You know, New York Times, there is this concept called “per capita” that’s useful for thinking about topics like this.
… Many younger workers move to bustling urban centers on the coasts, leaving smaller cities and rural areas behind. Immigrants bolster the labor force but also disproportionately go to those same big coastal cities.
“Dayton’s height of population was 1953, and we’ve seen stagnant growth for the region since 1990,” said Nan Whaley, the mayor of the Ohio city. …
Over all, 80 percent of American counties encompassing 149 million people experienced a decline in the number of residents ages 25 to 54 between 2007 and 2017, according to the paper, which was written by Adam Ozimek of Moody’s Analytics and Kenan Fikri and John Lettieri of the Economic Innovation Group.
They project that the trends will continue, and that by 2037, two-thirds of American counties will have fewer adults of prime working age than they did in 1997, despite overall population growth in that period. (Their projections tried to take into account undocumented immigrants.)
Policies to encourage American families to have more children would help over the long run by increasing the supply of potential workers in the future.
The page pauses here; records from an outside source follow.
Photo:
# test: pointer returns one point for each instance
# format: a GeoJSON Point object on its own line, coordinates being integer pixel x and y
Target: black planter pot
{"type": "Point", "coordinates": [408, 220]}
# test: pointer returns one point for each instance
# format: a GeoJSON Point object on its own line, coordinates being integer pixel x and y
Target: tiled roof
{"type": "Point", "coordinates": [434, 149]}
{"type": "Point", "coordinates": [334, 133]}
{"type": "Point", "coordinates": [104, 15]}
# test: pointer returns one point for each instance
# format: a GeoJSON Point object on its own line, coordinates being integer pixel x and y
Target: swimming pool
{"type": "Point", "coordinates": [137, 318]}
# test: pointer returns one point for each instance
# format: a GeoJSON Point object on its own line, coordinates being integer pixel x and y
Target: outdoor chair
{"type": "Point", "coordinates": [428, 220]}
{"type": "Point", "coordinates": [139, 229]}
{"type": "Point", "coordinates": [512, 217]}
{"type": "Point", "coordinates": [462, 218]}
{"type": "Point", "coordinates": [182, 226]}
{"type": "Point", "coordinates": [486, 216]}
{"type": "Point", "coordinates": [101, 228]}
So could efforts to ensure that even struggling cities have the kinds of amenities young families desire, particularly good schools.
But, instead, let’s let in more illegal aliens because nothing makes public schools more attractive to middle class families than huge numbers of English Learners. Also, higher real estate prices and lower pay are sure to encourage more Affordable Family Formation.
But people who study regional economies are increasingly concerned that some aspects of this wave of demographic change make the pain more severe for places left behind — which can get stuck in a vicious cycle.
Pain for whom? Capital? Workers? The Reserve Army of the Unemployed?
Raj Chetty’s 2015 study of where was the best place to raise working class kids found that the best counties were overwhelmingly ones that did not have rapidly growing populations.
… A shrinking supply of working-age people can prompt employers to look elsewhere to expand, making it harder for local governments to raise enough taxes to pay for infrastructure and education, and encouraging those younger people who remain to head elsewhere for more opportunity.
Even worse, employers might have to pay their workers more. And We.Can’t.Have.That.
… The authors of the E.I.G. report suggest a potential solution: an immigration policy that would stop the vicious cycle. They propose that visas could be made available to skilled immigrants on the condition they go to one of the areas struggling with demographic decline.
And of course the immigrants will stay in Dayton and never ever move to Dallas, just like they promised. As New York Times subscribers all know, it’s impossible to stop foreigners from moving to America but it’s easy to stop them from moving within America. You just ask them nicely. They will be happy to oblige.